Supporting councils' long-term plans for 2021-31

Councils' LTPs are a key mechanism for communities to hold their councils to account for what the councils say they will do.

The costs, risks, and other effects of Covid-19 have been important for councils to consider as they have prepared their 2021-31 LTPs.

Councils are also turning their mind to regulatory change – most significantly, the effects of proposed three waters and resource management reforms.

We worked with Taituarā – Local Government Professionals Aotearoa (formerly known as the Society of Local Government Managers) as it prepared good practice guidance on preparing LTPs. We also worked together on the following bulletins to help elected members engage in the LTP process:

Local government procurement

In May 2020, we wrote to all council chief executives about an article we had written about local government procurement. The article asked a series of questions to help councils think about whether their procurement processes and procedures are working effectively and whether they can be improved.

The questions cover:

  • good governance for procurement;
  • planning for significant capital projects;
  • conflicts of interest;
  • emergency procurement;
  • procurement capability and capacity;
  • procurement policies and training;
  • contract management; and
  • achieving broader outcomes through procurement.

Local Authorities (Members' Interests) Act 1968

The Act was designed to help protect the integrity of local government by ensuring that local authority members cannot take advantage of their official position for personal financial gain.

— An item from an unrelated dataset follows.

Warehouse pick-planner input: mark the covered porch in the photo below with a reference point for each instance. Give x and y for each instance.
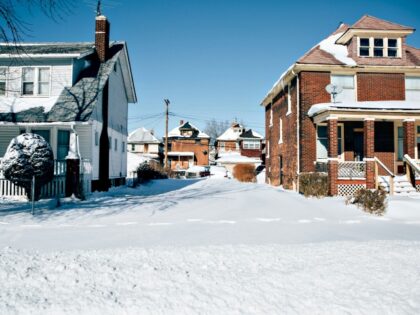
(368, 146)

The Act has the following two main rules:

  • Section 3 states that members cannot benefit from contracts with the local authority if more than $25,000 of payments are made under those contracts in any financial year. We refer to this as the contracting rule.
  • Section 6 states that members cannot participate in matters before their local authority that they have a financial interest in, other than an interest in common with the public. We refer to this as the non-participation rule.

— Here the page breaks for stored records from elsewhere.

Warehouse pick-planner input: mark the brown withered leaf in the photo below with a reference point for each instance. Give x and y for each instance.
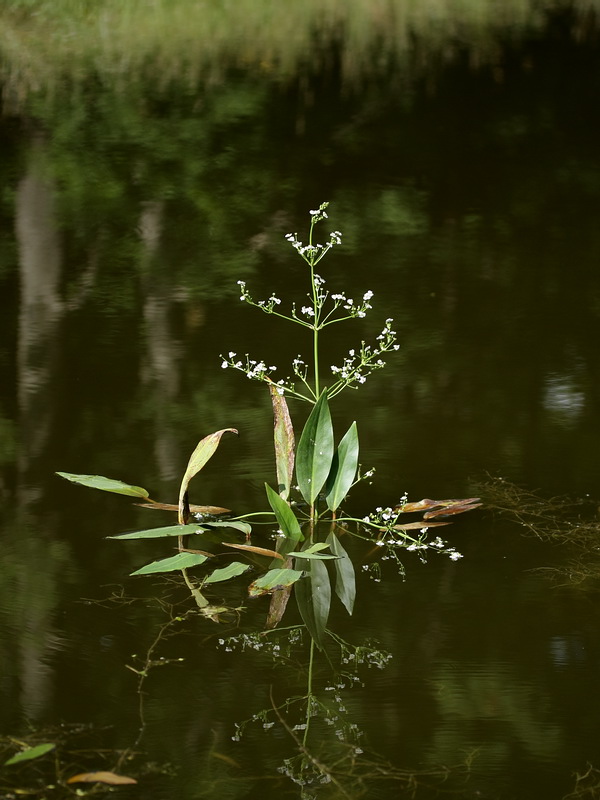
(261, 551)
(407, 526)
(214, 510)
(451, 510)
(426, 504)
(279, 600)
(421, 505)
(101, 777)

Although the principles underlying the Act are relatively simple, the detail of these rules and the various exemptions are complex. The Act is also out of date and the rules are not always easy to apply in a modern local government context.

However, local authorities and their members need to understand the Act, because breaching its rules can lead to a criminal conviction or disqualification from office. We have produced a plain English guide to help local authorities and elected members understand their responsibilities.23

An earlier edition of this guide covered non-financial interests and predetermination. However, the Act covers only the financial interests of members. Because of this, our guidance about non-financial interests and predetermination is now in a separate guide: Managing conflicts of interest: A guide for the public sector.

That guide is intended for all public sector organisations, including local authorities. It covers other types of interests that might affect a member's ability to participate in their local authority's decision-making.

The Auditor-General has a special role under the Act. The Auditor-General can give prior approval and, in limited cases, retrospective approval for contracts that would otherwise disqualify the elected member. The Auditor-General can also give approval to a member to participate in local authority decision-making. We have a strong focus on providing guidance and assistance to help councillors and staff do the right thing rather than investigating potential breaches after the event.

During 2019/20, we considered six requests for approval to participate in local authority decision-making (section 6 of the Act). Four of these requests were from councillors at one council (see Part 5).

23: Office of the Auditor-General (2020), Local Authorities (Members' Interests) Act 1968: A guide for members of local authorities on managing financial conflicts of interest.